Hacker News new | ask | show | jobs
by himata4113 9 days ago
Anthropic and openai has the most efficient tokens per unit of compute on the planet and honestly that's their current moat. They're able to serve tokens at half the cost of any opensource provider. Here's the costs to serve opus 4.7 in china on aws according to one of my connections that operates an enterprise account in the region:

  Input: $0.257
  Output: $1.286
  Cache read: $0.0257
  Cache write: $0.322
And I have zero doubts that using batching and other optimizations that subscription users are being served at an even lower cost. Most of their expenses likely come from training as we're far into the diminishing returns terriority.
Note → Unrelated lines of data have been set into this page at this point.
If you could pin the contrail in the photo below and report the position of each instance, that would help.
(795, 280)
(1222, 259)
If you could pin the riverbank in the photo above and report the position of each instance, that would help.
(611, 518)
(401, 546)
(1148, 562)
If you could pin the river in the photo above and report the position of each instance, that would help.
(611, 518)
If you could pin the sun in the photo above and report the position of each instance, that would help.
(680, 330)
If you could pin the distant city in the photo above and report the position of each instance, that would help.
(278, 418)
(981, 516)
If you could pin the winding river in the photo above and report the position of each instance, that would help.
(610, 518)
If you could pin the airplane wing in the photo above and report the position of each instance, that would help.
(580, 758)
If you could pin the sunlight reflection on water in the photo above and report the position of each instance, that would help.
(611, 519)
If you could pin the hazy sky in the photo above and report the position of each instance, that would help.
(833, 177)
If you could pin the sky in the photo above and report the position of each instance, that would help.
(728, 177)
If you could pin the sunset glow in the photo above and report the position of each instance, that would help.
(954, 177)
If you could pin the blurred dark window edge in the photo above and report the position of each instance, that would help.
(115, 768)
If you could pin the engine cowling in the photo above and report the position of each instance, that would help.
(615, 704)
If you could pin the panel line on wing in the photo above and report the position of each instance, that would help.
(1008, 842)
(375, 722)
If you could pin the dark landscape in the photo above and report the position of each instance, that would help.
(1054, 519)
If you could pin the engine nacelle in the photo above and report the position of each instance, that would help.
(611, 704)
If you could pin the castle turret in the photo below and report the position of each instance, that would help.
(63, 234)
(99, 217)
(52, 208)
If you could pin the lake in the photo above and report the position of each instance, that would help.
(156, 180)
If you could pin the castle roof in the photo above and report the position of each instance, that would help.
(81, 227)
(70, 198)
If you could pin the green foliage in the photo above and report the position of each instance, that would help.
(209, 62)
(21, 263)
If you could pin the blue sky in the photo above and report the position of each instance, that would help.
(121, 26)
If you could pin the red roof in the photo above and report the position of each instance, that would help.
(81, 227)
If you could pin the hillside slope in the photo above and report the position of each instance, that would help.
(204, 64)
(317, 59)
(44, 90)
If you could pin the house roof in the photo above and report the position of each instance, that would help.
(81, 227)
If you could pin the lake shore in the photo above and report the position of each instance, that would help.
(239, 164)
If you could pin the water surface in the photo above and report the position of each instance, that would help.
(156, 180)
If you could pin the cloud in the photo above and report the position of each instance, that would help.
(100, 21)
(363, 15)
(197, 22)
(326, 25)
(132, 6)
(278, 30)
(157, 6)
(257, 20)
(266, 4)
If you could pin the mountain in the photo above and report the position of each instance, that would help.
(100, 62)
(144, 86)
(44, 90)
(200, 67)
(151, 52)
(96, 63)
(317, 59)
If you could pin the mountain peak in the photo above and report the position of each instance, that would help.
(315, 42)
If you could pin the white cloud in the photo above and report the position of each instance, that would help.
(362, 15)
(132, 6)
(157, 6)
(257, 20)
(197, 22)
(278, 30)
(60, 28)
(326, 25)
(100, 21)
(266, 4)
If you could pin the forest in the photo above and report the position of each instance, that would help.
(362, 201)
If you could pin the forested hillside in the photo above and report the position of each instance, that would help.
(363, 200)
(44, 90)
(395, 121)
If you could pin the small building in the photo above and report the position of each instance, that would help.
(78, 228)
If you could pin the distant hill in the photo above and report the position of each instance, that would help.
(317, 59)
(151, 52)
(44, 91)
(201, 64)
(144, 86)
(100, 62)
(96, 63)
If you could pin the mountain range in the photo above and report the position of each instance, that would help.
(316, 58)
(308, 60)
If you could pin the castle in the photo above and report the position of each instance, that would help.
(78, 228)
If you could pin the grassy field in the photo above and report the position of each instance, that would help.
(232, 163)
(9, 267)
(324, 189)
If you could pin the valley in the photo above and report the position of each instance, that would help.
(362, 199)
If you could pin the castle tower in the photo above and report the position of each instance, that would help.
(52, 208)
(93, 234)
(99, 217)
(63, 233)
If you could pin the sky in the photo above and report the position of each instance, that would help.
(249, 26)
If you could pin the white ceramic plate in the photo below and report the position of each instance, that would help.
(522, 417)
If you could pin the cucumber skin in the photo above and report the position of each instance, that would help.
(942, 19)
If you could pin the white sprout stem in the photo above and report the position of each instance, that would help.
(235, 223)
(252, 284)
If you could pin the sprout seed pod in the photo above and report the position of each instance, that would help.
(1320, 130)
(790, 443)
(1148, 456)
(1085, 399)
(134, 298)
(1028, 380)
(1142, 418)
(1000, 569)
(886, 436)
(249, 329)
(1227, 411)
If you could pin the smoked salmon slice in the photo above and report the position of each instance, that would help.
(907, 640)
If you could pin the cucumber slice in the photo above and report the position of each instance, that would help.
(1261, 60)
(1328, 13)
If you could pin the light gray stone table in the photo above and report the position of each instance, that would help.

We will know once anthropic is required by law to report these numbers so there's no point in continued speculation that "anthropic is losing $9 for every $1" because 1: unless there's some subsidies going on it's not true and 2: we will be told directly from anthropic what the numbers are in the near future.
1 comments

My understanding is there's local API resellers who provide gateway access to bundle claude/openai with other cheaper PRC models via routing to water down price. The resellers are bulk generating pro accounts / trials i.e. basically 100% subsidized by Anthropic/OpenAI. Resellers also sell for cost or below cost because they're intercepting training data to resell. The economics of PRC token is divorced from Anthropic and OpenAi, i.e. PRC gray market tokens are most "efficient" for shadow trial resellers (who basically pays for disposable sign up sim) and least efficient (as in negative sum) for providers who convert none of the subsidized trial accounts into paying.
Not the same thing, these are actually gateways into opus models hosted on hardware at AWS in china. https://www.amazonaws.cn/en/about-aws/china/

Also abuse of free accounts/trials wouldn't work since it would destroy cache and it maintains 97% cache rate.